The best way to create dependencies in Terraform is to write references to the resources you want to depend on. In this case, that might look like this:
resource "aws_apigatewayv2_route" "signup_route" {
api_id = "${aws_apigatewayv2_api.signup_redirect.id}"
route_key = "POST /signup"
target = "integrations/${aws_apigatewayv2_integration.lambda_integration.id}"
}
resource "aws_apigatewayv2_stage" "staging_stage" {
api_id = aws_apigatewayv2_api.signup_redirect.id
name = "staging"
auto_deploy = true
route_settings {
route_key = aws_apigatewayv2_route.signup_route.route_key
logging_level = "INFO"
detailed_metrics_enabled = true
}
}
Because the route_key in route_settings refers to aws_apigatewayv2_route.signup_route, Terraform will see this as a dependency on that resource. Letting dependencies be implied like this is nice because it allows you to focus on describing how data propagates from one resource to another, and if you later remove this route_settings block then the dependency it implies would be automatically removed without you needing to remember to update some other declaration.

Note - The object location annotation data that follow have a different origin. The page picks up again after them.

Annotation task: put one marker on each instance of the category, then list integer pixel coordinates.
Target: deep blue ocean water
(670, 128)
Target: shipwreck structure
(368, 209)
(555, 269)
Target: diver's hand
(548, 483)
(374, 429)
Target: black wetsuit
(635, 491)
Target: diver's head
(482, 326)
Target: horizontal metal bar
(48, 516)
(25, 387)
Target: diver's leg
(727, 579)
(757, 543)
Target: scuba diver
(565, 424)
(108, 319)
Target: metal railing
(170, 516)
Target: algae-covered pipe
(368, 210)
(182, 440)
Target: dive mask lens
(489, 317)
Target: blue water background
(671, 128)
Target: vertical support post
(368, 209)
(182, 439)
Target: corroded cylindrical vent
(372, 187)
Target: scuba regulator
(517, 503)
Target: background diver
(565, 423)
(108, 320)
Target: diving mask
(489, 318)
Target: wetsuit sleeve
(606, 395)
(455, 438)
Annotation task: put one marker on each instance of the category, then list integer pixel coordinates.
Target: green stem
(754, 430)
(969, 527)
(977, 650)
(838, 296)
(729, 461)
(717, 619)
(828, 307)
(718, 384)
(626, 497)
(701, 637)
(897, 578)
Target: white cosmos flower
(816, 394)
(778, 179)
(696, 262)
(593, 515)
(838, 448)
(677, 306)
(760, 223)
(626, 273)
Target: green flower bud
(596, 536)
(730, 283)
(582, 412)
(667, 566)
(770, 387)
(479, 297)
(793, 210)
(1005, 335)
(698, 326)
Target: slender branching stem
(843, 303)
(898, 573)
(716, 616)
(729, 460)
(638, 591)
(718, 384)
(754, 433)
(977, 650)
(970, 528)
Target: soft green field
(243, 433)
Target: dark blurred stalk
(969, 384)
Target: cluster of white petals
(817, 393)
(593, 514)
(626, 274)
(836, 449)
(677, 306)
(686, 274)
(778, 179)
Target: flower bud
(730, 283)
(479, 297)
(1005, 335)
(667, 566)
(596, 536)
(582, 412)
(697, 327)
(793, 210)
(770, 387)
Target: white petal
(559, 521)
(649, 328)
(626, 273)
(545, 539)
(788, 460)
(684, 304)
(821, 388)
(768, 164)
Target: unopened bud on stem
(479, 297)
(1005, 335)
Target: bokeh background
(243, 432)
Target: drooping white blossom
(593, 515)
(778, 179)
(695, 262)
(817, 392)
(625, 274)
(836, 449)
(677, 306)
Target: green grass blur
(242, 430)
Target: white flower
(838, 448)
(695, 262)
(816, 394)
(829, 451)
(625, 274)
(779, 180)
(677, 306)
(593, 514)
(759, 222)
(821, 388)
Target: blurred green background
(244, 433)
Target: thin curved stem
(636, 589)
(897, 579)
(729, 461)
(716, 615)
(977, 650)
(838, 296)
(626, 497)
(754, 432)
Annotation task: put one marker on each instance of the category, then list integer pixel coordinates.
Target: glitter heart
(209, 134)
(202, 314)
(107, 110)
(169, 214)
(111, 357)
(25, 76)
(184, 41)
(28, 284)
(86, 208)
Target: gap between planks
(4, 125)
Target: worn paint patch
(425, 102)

However, in some cases the design of an underlying system makes this sort of explicit data-flow dependency impossible. One example of this is AWS IAM roles, where the policies attached to the role are separate from the role itself and so the natural dataflow-inferred dependency relationship is that both the policy and the object that will assume the role depend on the role, and the object assuming the role doesn't naturally depend on the policy. In that case we tend to need to add additional explicit dependencies depends_on to ensure that the system doesn't try to assume the role before it has had its policies applied:
resource "aws_iam_role" "for_lambda" {
name = "lambda_function"
assume_role_policy = jsonencode({
"Version": "2012-10-17",
"Statement": [
{
"Action": "sts:AssumeRole",
"Principal": {
"Service": "lambda.amazonaws.com"
},
"Effect": "Allow",
"Sid": ""
}
]
})
}
resource "aws_iam_role_policy" "for_lambda" {
# (policy that the lambda function needs to do its work)
}
resource "aws_lambda_function" "example" {
name = "example"
# ...
# This reference makes the function depend on the role,
# but the role isn't ready to use until the associated
# policy has been attached to it too.
role = aws_iam_role.for_lambda.arn
# ...so we need to explicitly declare this hidden dependency:
depends_on = [aws_iam_role_policy.for_lambda]
}
There's more information on how dependencies work in Terraform in Resource Dependencies.